NN: Moving forward, what does the future hold for The Fervor? Are there plans for a new record?
NF: Yes, we’ve been writing and recording over the last year. We hope to release something by summer or fall of next year.
NN: What was it like playing SXSW? Did anything interesting happen?
NF: We went in 2011. It was a lot of fun. We played early in the week, then we were able to enjoy the rest of the festival. We also played a PRF party that was a good time.
NN: Does it ever get awkward being in a band with your husband?
NF: Sure, doesn’t being in a band with anyone get awkward at some point? The Fervor started ten years ago this January, but Ben and I played in other bands together for years before that. It seems to work alright for us.
NN: As a lady, what’s it like being in a band with all dudes?
NF: I haven’t always been the only woman in the band. Meredith Noel was the bassist on the original Bleeder album and played with us from 2006-2007. We also did a bunch of shows with Cheyenne Mize on violin and backing vocals from 2007-2008. Last year, we gained MaryLiz Guillemi on guitar, vocals and the occasional percussion and keys. It’s been awesome having that extra layer of sound, and now on the occasion when we practice without her we feel a little naked. But yeah, for several years I was the only woman. It wasn’t really an issue. I’m not all that lady-like, and I grew up with brothers and lots of boy cousins, so I’m pretty used to it.
NN: Talk about the last show you went to in Louisville. How’d it go? Did it start on time? Did the bands sound good? Was it a good experience?
NF: I went to the Louisville Outskirts Festival at The New Vintage Showcase last weekend. It was really well-organized and the stage was backlined, so everything ran smoothly. I remember how years ago, everything started late. Doors at 8? Opener goes on at 10:30. These days it seems like the people putting on shows in town are running things a lot better. Anyway, the bands at the festival were pretty diverse and sounded great.
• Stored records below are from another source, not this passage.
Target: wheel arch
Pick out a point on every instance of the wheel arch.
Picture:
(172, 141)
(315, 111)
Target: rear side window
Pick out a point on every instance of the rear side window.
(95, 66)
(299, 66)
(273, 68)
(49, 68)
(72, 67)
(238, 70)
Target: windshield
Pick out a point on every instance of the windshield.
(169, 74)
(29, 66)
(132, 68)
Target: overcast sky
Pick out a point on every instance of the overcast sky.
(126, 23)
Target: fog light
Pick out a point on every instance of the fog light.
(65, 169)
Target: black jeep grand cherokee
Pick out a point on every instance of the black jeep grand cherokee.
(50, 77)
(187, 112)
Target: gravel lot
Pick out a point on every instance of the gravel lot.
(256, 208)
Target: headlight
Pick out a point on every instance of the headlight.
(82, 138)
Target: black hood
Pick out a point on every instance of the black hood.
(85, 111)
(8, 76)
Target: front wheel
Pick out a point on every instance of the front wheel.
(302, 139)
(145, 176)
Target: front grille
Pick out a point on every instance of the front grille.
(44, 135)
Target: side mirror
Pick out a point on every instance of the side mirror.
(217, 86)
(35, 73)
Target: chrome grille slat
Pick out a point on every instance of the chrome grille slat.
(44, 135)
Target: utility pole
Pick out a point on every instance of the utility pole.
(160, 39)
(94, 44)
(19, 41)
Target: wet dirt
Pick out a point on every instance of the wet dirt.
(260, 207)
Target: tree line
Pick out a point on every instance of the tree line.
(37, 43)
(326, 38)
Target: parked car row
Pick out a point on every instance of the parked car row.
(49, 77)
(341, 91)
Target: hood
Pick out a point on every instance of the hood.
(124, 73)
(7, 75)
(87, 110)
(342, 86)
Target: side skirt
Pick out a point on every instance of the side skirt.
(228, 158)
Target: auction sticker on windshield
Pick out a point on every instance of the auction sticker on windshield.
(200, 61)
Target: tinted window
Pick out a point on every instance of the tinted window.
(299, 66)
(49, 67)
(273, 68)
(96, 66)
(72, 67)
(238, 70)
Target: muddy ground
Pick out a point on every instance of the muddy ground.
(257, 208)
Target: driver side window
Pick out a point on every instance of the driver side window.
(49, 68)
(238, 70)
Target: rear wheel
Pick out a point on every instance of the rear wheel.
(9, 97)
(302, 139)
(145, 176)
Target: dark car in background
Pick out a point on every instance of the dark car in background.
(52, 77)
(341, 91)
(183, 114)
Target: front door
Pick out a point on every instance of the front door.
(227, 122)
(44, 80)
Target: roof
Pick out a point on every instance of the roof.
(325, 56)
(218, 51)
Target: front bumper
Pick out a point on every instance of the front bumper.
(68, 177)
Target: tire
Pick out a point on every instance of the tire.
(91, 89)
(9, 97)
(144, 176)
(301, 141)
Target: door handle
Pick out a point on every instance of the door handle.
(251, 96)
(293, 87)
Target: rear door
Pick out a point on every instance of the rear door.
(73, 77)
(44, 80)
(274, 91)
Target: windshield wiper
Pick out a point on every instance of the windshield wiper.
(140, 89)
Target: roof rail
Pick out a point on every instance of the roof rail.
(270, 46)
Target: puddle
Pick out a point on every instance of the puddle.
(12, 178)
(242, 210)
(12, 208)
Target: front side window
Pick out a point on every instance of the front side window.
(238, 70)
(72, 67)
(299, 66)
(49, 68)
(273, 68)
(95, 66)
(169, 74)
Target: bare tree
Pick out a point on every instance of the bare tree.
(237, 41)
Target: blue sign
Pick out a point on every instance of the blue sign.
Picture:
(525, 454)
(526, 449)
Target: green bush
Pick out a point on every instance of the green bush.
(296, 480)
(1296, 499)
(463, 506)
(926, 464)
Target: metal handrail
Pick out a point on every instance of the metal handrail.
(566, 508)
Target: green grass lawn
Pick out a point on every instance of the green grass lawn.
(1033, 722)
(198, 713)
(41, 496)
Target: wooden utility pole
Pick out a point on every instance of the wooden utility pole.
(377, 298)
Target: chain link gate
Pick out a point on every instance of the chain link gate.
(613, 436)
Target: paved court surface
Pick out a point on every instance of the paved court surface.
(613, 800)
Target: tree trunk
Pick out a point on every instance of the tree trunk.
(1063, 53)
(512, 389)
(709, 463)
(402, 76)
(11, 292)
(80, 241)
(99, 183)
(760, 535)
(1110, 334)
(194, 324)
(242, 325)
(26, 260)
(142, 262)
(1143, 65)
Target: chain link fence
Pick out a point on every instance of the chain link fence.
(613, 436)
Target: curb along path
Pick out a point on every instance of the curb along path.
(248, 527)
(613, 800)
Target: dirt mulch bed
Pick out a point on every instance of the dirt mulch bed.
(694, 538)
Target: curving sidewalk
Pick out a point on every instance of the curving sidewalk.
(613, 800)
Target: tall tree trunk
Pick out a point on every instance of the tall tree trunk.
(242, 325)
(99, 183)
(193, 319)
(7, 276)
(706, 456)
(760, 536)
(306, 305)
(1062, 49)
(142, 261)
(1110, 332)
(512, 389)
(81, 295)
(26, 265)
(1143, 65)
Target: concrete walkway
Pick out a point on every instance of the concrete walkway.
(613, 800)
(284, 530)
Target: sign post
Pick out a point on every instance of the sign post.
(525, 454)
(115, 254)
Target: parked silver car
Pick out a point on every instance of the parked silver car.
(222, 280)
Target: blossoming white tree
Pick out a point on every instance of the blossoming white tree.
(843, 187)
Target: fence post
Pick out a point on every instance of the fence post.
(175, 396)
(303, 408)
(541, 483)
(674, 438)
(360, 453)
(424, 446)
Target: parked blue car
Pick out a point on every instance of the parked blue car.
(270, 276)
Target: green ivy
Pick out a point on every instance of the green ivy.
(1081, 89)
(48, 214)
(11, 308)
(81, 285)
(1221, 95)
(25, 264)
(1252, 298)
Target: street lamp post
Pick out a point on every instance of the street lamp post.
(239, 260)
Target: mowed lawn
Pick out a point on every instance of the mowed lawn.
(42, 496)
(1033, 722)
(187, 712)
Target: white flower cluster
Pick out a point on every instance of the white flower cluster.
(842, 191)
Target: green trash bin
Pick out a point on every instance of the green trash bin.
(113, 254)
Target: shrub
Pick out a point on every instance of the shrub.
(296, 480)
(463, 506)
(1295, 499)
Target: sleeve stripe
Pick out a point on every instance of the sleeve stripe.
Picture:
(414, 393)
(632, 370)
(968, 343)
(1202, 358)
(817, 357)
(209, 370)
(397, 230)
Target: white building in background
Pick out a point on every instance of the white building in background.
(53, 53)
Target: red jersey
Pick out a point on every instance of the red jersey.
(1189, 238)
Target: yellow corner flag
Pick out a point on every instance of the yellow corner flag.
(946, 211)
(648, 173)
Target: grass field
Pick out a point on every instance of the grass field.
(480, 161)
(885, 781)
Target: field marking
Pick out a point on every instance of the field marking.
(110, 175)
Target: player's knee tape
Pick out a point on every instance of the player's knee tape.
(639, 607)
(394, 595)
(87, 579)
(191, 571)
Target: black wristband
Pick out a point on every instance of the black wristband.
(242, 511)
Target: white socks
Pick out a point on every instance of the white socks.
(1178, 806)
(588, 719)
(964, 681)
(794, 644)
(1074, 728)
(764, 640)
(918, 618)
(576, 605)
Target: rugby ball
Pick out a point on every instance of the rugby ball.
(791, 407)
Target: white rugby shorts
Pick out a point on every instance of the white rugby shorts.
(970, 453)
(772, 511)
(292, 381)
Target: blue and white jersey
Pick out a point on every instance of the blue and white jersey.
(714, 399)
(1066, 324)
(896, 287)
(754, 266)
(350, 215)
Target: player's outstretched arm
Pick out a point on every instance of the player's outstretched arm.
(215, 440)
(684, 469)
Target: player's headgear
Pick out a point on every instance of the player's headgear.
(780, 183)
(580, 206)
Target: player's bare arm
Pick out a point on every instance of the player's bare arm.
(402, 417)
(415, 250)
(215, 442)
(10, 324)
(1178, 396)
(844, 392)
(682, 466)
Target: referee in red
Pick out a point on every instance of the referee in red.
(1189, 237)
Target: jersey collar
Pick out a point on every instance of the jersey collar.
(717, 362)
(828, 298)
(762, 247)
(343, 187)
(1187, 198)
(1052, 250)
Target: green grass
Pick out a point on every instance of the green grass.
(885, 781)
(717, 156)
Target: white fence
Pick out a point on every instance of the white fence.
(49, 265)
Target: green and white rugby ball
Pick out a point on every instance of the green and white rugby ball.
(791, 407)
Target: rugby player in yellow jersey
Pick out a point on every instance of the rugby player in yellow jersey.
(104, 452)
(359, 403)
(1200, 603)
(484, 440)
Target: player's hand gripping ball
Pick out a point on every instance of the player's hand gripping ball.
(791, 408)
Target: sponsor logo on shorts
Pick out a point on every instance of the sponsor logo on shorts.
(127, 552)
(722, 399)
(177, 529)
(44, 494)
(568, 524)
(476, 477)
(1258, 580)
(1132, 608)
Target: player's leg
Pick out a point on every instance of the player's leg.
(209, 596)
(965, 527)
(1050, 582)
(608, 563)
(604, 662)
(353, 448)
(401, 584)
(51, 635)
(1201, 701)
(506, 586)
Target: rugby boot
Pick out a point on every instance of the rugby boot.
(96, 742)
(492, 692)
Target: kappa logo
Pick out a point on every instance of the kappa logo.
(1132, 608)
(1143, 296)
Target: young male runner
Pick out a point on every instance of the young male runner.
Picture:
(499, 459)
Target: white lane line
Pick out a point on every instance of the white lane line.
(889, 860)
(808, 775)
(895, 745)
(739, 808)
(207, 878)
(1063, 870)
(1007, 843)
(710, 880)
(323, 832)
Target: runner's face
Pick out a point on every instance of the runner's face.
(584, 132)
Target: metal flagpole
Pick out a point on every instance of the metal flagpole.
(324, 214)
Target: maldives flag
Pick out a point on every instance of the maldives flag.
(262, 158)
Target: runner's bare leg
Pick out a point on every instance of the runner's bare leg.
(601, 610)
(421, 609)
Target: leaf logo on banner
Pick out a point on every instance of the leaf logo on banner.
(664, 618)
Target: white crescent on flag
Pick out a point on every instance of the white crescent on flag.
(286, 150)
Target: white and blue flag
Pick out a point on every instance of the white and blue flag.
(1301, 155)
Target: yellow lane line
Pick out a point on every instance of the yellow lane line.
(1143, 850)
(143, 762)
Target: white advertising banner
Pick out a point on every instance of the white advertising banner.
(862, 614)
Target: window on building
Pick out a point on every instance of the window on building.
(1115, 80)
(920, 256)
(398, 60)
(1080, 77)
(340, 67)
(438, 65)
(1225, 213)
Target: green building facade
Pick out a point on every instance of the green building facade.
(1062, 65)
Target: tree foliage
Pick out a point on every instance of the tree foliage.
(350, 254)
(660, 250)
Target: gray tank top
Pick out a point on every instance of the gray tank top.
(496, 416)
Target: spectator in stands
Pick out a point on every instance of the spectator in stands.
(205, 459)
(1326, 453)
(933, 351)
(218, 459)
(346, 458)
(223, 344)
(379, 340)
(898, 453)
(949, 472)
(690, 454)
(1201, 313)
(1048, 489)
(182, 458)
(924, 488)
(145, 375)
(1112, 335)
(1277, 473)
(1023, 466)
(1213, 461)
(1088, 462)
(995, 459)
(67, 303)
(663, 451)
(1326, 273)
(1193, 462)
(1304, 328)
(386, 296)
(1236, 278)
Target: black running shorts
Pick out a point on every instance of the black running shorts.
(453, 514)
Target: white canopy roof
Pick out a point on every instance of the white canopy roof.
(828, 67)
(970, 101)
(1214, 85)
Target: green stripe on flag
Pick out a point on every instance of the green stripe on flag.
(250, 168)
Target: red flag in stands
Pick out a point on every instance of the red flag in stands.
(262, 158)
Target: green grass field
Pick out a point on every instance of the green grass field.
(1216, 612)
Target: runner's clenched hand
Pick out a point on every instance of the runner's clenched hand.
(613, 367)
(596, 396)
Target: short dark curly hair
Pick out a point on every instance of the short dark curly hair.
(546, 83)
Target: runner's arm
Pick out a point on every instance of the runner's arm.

I really enjoyed Shannon Wright, who was backed by Louisvillian rhythm powerhouse Kyle Crabtree and Todd Cook.
NN: If you had to recommend a record store to an out-of-towner friend, which one would it be, and why?
NF: We have a variety of cool record stores to choose from, depending on the neighborhood they’re visiting. There’s Astro Black or Greenhaus in Germantown, Please and Thank You in Nulu, Matt Anthony’s Record Shop and Guestroom Records in Clifton, Better Days in the Highlands. You can’t lose.
NN: Talk about one or two of your favorite horror movies. It is October, after all.
NF: I watch the original Halloween from 1978 with Jamie Lee Curtis almost every October. The 1983 classic Sleepaway Camp is also an old favorite. I tend to prefer the horror movies of my youth, prior to today’s special effects and glamour.
NN: Before you go, talk about your favorite record of 2014 so far.
NF: Wussy – Attica. They’re one of my favorite contemporary bands ever. We’ve had the pleasure of playing many shows with these guys over the years, and it’s been inspiring to see them grow and change and continue to put out powerful records. I think this is one of the best things they’ve done yet.